1935 film by Dudley Murphy

The Night Is Young is a 1935 American romantic musical film starring Ramon Novarro and Evelyn Laye. The film is based on a story written by Vicki Baum and directed by Dudley Murphy.

==Plot==
Upon learning that the Venetian archduke, Paul Gustave will attend her next performance, ballerina Fanni immediately plans to court the wealthy bachelor Willy Fitch, her sweetheart. Fanni assures her friend and fellow dancer Lisl Gluck that her pursuit will be conducted in the name of "patriotism." Lisl advises her to stick with Willy, a carriage driver. However, Paul becomes interested in Lisl instead. Paul, who is expected to marry Countess Rayay, is informed that the marriage must be delayed for six months due to state reasons. Seizing the opportunity, Paul decides to keep Lisl Lisl as his secret lover. Meanwhile, Lisl, engaged to a struggling ballet producer, is invited to a dinner at Paul's villa by his valet, Szereny. Despite her initial rejection, the valet insists she must accept. Upon learning that the archduke has chosen her friend over her, Fanny informs Willy that she is now available for marriage. However, Willy shows little interest in marriage and instead sings a song praising his horse "Mitz" over his future bride.

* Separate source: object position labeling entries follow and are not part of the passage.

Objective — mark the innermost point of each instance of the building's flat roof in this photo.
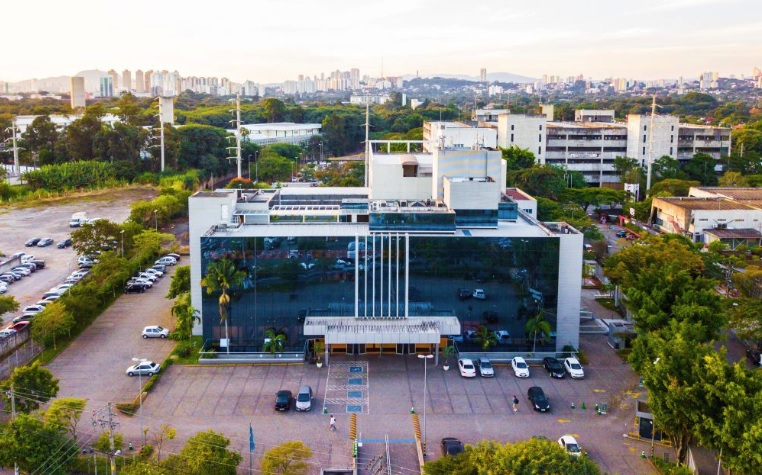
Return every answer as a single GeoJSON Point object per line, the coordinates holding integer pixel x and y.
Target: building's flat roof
{"type": "Point", "coordinates": [719, 204]}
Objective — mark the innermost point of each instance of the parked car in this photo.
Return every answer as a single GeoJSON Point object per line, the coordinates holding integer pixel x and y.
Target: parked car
{"type": "Point", "coordinates": [485, 368]}
{"type": "Point", "coordinates": [144, 367]}
{"type": "Point", "coordinates": [304, 398]}
{"type": "Point", "coordinates": [554, 367]}
{"type": "Point", "coordinates": [574, 369]}
{"type": "Point", "coordinates": [503, 337]}
{"type": "Point", "coordinates": [155, 331]}
{"type": "Point", "coordinates": [452, 446]}
{"type": "Point", "coordinates": [539, 401]}
{"type": "Point", "coordinates": [569, 443]}
{"type": "Point", "coordinates": [520, 367]}
{"type": "Point", "coordinates": [466, 367]}
{"type": "Point", "coordinates": [166, 260]}
{"type": "Point", "coordinates": [283, 400]}
{"type": "Point", "coordinates": [45, 242]}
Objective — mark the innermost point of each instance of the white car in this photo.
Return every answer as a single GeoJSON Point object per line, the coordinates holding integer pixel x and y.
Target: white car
{"type": "Point", "coordinates": [155, 331]}
{"type": "Point", "coordinates": [467, 368]}
{"type": "Point", "coordinates": [520, 367]}
{"type": "Point", "coordinates": [572, 366]}
{"type": "Point", "coordinates": [145, 368]}
{"type": "Point", "coordinates": [569, 443]}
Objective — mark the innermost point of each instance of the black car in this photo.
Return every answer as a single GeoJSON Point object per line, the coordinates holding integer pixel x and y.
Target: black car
{"type": "Point", "coordinates": [490, 316]}
{"type": "Point", "coordinates": [452, 446]}
{"type": "Point", "coordinates": [32, 242]}
{"type": "Point", "coordinates": [539, 401]}
{"type": "Point", "coordinates": [134, 288]}
{"type": "Point", "coordinates": [554, 367]}
{"type": "Point", "coordinates": [283, 400]}
{"type": "Point", "coordinates": [45, 242]}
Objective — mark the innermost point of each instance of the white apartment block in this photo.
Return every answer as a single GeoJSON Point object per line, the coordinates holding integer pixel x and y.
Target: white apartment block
{"type": "Point", "coordinates": [457, 135]}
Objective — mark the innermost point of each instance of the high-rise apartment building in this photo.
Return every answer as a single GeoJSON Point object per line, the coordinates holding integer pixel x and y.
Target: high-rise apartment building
{"type": "Point", "coordinates": [127, 80]}
{"type": "Point", "coordinates": [77, 92]}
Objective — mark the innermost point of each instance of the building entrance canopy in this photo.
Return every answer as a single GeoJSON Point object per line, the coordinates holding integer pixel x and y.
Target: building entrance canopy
{"type": "Point", "coordinates": [349, 330]}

When Lisl arrives at the archduke's palace, she is subjected to a rigorous physical inspection by Szereny to ensure that she meets Paul's requirements, an examination that she finds offensive and degrading. When she finally meets Paul, he is less than amorous and immediately tells her that his relationship with her will have nothing to do with love, and that she will be expected to live in special quarters in the house and not disturb him. Paul is surprised, however, to learn that Lisl is not interested in making love to him either. Later, when Paul spends an evening out with the Countess Rafay, the lonely Lisl invites Toni and Willy to visit her. Upon his return, the ill-tempered archduke prepares to admonish her for conducting such merriment in his home but softens when he hears her sing. A romance between Paul and Lisl soon blooms when the two are stranded on a carnival Ferris wheel and are forced to spend the night together. The next day, the lovers are visited by the jealous Toni, who accuses Lisl of walking out on their planned marriage. However, Toni immediately permits Lisl to resume her romance with Paul when he learns that the archduke intends to finance his ballet. Though Paul is willing to sacrifice his title in order to get out of his arranged marriage to Countess Rafay and marry Lisl, the emperor insists that the arranged marriage take place. When Paul informs Lisl that he must leave her, Szereny consoles the devastated Lisl, and following a tearful farewell dinner, Paul asks Lisl to kiss him and then turn around and never look back.

==Cast==
- Ramon Novarro as Archduke Paul 'Gustl' Gustave
- Evelyn Laye as Elizabeth Katherine Anne 'Lisl' Gluck
- Charles Butterworth as Willy Fitch
- Una Merkel as Fanni Kerner
- Edward Everett Horton as Baron Szereny
- Donald Cook as Toni Berngruber
- Henry Stephenson as Emperor Franz Josef
- Rosalind Russell as Countess Zarika Rafay
- Herman Bing as Nepomuk
- Gustav von Seyffertitz as Ambassador (uncredited)

==Reception==
Andre Sennwald in The New York Times wrote, "According to the current standards of costumed musical romances, "The Night Is Young" is invincibly correct".